La plus haute cour de l'Ontario affirme qu'une promeneuse de chiens mordue au travail ne peut pas poursuivre les propriétaires à temps plein de l'animal parce qu'elle en avait la possession légale au moment des faits.
La plus haute cour de l'Ontario a statué qu'une promeneuse de chiens à temps partiel qui a été gravement mordue pendant son travail ne peut pas poursuivre les propriétaires à temps plein du chien, concluant qu'elle était légalement « propriétaire » de l'animal au moment de l'attaque.
La décision de la Cour d'appel de l'Ontario repose sur la province's Dog Owners’ Liability Act, qui peut considérer une personne comme le propriétaire d'un chien si elle a la possession de l'animal lorsqu'une morsure ou une attaque se produit. La décision signifie que la poursuite d'Amanda Nigro contre Michael et Amanda Luciano, propriétaires d'un boxer nommé Forrest Gump, reste rejetée.

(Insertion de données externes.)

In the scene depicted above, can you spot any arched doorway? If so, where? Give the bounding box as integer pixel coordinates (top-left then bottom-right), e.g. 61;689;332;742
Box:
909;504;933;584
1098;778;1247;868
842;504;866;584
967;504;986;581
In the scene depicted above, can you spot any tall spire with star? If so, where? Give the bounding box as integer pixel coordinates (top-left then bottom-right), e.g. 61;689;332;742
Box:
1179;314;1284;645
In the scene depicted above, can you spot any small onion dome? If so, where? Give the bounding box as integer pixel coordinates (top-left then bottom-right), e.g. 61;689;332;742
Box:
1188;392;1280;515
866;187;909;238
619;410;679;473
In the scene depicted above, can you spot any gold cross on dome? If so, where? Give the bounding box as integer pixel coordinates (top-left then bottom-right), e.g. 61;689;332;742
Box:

« Il ne fait aucun doute que l'appelante était une propriétaire de Forrest aux fins de la DOLA, » a écrit la cour d'appel dans une décision publiée en ligne jeudi. La cour a indiqué que Nigro était « sans aucun doute la personne en position de contrôler le comportement des chiens au moment critique. »

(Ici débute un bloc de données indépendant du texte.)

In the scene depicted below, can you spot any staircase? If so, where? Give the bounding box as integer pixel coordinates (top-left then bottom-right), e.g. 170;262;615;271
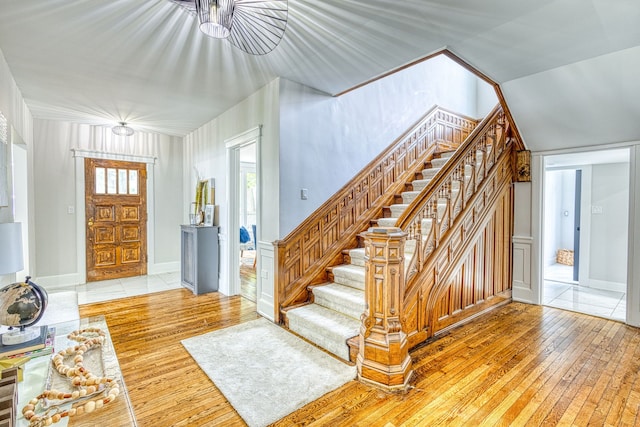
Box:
286;151;460;362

Nigro a commencé à promener Forrest Gump à temps partiel en novembre 2021, selon la décision. Elle avait une clé de la maison des Luciano à Oshawa, en Ontario, et promenait le chien environ trois fois par semaine. Le chien n'avait aucun antécédent d'agressivité, a indiqué la cour.
En mars 2022, Amanda Luciano a dit à Nigro que le boxer devait porter des bottines à l'extérieur dans la neige pour protéger une patte infectée. Lorsque Nigro a tenté de mettre les bottines à Forrest Gump pour la première fois, le chien s'est rué, lui a mordu le bras gauche et a continué à l'attaquer, causant des blessures à l'abdomen, à la cuisse et aux deux bras, selon la décision.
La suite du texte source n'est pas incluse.